Image: FNF South Asia
An essay by CHRI International Director Sanjoy Hazarika and Research Officer Sarthak Roy has been published in the book "How Liberal is India? The Quest for Freedom in the Biggest Democracy on Earth". The abstract of the essay follows:
The idea of justice has been one of the most debated and complex concepts of all time, enigmatic, ambiguous and imprecise. For the utilitarian, justice lies in the greatest good done for the greatest number of people. However, an inherent flaw lies in ensuring access to justice for those who do not fall into this “greatest number”. Karl Marx regarded justice as a mask for capitalist exploitation. Others believe justice is equality, but that is also a relative concept. For what may be notion of equality for one, may not be equal to another in terms of wages, quality or quantity of education.

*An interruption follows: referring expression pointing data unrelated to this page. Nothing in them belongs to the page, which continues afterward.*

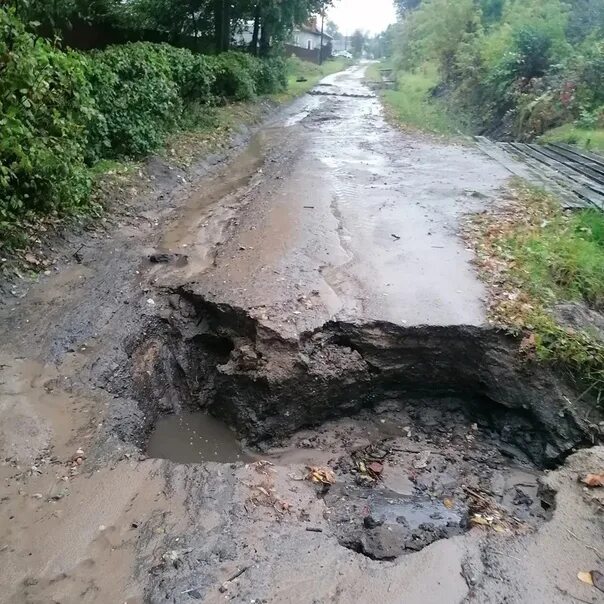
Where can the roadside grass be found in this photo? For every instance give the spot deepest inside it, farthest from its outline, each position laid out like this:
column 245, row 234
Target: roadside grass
column 585, row 138
column 533, row 256
column 413, row 105
column 205, row 129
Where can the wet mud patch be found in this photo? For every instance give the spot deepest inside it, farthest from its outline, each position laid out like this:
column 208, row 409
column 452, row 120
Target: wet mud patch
column 203, row 356
column 429, row 430
column 412, row 472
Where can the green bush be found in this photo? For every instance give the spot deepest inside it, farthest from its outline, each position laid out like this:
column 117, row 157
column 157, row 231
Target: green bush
column 46, row 114
column 192, row 73
column 60, row 111
column 134, row 89
column 234, row 78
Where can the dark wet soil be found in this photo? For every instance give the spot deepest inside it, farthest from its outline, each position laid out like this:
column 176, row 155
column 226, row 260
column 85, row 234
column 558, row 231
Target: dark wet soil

Institutions play a major role in enabling us to scrutinise the values and priorities that we can consider, especially through public discourse and reasoning. Democracy is or should be assessed in terms of public reasoning, and how different voices from diverse sections are either heard or not heard. Without that public voice, structures cannot be said to be democratic for ingrained in that notion is the embeddedness of representation and representativeness.
The chapter looks at the mobilisation of voices or focus on economic policy and planning for India under a mix of a liberal and left secular political regime and ethos.